At the dinner, Clugage noted that Napoleon didn’t really care for food that much; he was a picky eater. But it was in his time that his chef Marie Antoine Carême rose to celebrity status.

At the state banquets where Carême cooked, Napoleon showed his power and wealth through symbols that pervaded his palaces. In step with tradition, Clugage’s dinner table was set with choice napkins and a tablecloth featuring some of Napoleon’s favorite motifs: the hand of justice and the imperial eagle.

“Napoleon put big capital Ns on everything,” said Clugage. “He used an imperial eagle and a bee on everything in all of his palaces—the door plates had an eagle with a laurel wreath and the star of destiny. It was just absolutely everywhere.”
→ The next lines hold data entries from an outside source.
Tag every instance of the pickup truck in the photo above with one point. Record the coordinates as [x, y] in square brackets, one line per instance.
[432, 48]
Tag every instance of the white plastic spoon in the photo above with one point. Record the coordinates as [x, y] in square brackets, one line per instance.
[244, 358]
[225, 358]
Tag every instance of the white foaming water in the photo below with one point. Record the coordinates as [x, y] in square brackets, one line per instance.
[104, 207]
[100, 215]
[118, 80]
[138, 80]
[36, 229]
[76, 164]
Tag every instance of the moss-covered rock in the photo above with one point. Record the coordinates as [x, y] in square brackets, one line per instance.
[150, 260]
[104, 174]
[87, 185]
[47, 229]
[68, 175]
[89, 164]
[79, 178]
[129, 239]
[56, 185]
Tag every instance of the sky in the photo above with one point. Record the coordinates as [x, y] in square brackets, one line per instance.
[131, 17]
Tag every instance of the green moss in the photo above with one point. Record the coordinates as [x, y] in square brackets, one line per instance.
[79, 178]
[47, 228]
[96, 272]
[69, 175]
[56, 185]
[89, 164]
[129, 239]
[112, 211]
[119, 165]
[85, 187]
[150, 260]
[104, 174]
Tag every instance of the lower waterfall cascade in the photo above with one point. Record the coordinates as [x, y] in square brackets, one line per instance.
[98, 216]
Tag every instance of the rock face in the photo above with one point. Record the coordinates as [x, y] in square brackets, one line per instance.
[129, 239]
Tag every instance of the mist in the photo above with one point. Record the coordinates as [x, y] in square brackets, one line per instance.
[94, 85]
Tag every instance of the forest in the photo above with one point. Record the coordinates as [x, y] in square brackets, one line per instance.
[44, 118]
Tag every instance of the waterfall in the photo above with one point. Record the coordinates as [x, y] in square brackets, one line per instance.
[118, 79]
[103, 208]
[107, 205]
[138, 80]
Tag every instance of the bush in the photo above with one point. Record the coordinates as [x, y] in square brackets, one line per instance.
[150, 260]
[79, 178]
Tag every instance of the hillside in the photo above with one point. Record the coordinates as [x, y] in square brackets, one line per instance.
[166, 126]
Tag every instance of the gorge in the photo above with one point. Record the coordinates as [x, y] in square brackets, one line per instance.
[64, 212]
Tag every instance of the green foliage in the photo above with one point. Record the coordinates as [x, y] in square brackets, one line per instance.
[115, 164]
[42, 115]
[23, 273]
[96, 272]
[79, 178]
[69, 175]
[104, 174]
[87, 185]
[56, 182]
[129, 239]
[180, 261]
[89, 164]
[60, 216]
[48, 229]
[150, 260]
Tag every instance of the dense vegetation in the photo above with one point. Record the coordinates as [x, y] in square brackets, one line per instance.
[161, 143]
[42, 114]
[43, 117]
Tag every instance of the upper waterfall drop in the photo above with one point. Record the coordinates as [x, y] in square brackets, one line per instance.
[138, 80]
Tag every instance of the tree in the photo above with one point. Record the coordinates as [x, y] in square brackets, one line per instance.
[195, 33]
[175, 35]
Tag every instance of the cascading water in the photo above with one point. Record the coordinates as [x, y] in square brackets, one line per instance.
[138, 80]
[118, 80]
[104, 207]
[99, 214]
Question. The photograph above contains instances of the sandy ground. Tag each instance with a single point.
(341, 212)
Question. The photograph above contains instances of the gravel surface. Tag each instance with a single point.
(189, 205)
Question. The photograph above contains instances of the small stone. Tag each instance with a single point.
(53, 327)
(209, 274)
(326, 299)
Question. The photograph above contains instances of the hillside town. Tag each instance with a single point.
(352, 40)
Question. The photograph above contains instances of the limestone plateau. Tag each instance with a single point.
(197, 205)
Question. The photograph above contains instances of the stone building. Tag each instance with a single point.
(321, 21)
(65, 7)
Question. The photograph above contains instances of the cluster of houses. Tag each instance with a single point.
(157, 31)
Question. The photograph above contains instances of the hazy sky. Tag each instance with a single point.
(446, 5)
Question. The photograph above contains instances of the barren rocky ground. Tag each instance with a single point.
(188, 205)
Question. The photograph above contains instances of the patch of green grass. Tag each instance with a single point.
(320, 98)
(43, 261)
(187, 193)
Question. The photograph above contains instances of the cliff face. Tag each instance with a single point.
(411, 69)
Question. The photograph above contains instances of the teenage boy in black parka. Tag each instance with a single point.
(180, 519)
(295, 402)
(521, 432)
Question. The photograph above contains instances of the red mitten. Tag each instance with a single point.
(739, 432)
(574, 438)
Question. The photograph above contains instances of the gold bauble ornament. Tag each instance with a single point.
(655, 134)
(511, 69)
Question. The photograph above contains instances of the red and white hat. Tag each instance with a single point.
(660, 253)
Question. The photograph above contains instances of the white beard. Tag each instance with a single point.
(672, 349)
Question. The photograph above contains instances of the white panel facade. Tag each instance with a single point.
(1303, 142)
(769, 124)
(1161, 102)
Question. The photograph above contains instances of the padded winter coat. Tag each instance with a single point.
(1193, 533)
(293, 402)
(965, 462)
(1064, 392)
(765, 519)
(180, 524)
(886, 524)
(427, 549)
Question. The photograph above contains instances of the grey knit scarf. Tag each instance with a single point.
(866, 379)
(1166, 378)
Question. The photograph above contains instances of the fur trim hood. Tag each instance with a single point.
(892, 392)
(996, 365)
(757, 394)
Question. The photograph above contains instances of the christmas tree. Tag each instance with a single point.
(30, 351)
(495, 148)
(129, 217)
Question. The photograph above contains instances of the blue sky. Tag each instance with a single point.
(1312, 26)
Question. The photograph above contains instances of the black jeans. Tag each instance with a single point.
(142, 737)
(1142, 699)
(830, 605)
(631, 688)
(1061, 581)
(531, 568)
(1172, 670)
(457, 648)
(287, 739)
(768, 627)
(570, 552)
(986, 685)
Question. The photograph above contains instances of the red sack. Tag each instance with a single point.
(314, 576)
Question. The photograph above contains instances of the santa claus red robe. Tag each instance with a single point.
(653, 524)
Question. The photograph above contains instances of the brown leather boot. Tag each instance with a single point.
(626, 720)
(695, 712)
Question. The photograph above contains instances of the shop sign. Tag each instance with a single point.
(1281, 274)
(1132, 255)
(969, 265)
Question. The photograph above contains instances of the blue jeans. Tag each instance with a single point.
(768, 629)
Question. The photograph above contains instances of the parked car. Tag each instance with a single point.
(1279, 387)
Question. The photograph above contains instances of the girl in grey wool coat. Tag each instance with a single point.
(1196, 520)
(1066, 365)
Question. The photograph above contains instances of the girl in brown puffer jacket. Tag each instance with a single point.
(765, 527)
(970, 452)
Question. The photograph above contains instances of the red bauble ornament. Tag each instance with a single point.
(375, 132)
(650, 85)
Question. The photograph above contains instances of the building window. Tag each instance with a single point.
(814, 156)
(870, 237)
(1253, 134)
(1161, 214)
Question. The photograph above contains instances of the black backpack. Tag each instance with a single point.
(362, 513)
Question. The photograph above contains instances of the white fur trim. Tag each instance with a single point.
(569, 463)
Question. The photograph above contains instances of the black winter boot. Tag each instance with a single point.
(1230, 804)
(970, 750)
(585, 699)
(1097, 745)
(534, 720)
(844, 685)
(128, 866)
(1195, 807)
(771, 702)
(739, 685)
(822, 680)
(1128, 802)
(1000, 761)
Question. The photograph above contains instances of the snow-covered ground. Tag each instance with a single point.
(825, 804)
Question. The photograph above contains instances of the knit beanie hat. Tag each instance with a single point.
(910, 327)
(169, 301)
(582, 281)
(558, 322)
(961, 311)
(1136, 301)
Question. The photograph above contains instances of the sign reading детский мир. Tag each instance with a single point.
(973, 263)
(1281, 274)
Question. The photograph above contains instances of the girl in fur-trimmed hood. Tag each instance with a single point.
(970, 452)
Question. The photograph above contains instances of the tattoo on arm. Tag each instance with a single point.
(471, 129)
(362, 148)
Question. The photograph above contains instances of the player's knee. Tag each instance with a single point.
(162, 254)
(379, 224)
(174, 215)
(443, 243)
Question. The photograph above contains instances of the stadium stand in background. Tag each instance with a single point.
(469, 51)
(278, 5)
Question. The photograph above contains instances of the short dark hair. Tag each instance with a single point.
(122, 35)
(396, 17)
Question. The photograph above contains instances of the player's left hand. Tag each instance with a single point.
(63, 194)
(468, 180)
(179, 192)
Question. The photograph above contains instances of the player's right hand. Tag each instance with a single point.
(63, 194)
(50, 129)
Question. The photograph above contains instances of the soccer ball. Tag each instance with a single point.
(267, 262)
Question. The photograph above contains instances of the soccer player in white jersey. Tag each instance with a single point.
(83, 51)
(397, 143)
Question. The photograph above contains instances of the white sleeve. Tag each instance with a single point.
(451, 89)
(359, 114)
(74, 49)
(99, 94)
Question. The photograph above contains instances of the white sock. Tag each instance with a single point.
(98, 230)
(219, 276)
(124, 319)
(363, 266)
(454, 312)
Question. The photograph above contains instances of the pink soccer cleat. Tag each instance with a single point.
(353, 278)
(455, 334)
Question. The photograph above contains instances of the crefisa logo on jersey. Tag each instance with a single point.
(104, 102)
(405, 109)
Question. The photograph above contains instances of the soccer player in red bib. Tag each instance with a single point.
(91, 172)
His need to create these symbols benefitted many makers, such as the porcelain factory of Sèvres. Though more widely recognized today are the portraits and paintings he commissioned from leading artists. He hired Jacques-Louis David as his court painter and looked back to the portraits of Emperor Augustus, in keeping with his desire to “establish a visual link between himself and Roman emperors.”

“Artists were really well paid and he went to the salons at the Louvre himself,” said Clugage. “He would recognize painters and give them medals from the factories that he had founded.” Though on the flipside, with his patronage there also came some censorship. “You couldn’t criticize the sovereign or the government in any way,” Clugage notes, and, “even though artists made these innovations with form, content was really static.”

Antoine-Jean Gros, Battle of the Pyramids, July 21, 1798, 1810.

Antoine-Jean Gros, Bonaparte Visiting the Victims of the Plague at Jaffa, March 11, 1799, 1804.

Napoleon often dictated the details and composition of a piece, from the size of the canvas, the presence (or absence) of figures, and the poses of each subject. He commissioned paintings of his battles, to ensure they would be recorded for posterity. Antoine-Jean Gros’s paintings like Napoleon at the Battle of the Pyramids (1810) show him as all-powerful conqueror. And Gros’s Bonaparte Visiting the Victims of the Plague at Jaffa, March 11, 1799 (1804) make his touch seem like a healing one.

Despite the common myth around Napoleon’s height, what bothered him more was his position in the world, Clugage explains, and the fact that he was born into minor Genoese nobility in Corsica. These paintings became a way to reinforce his power—something that Clugage sees as eerily familiar in terms of the current presidency. Both men, she argues, are “very interested in the idea of a personal brand.”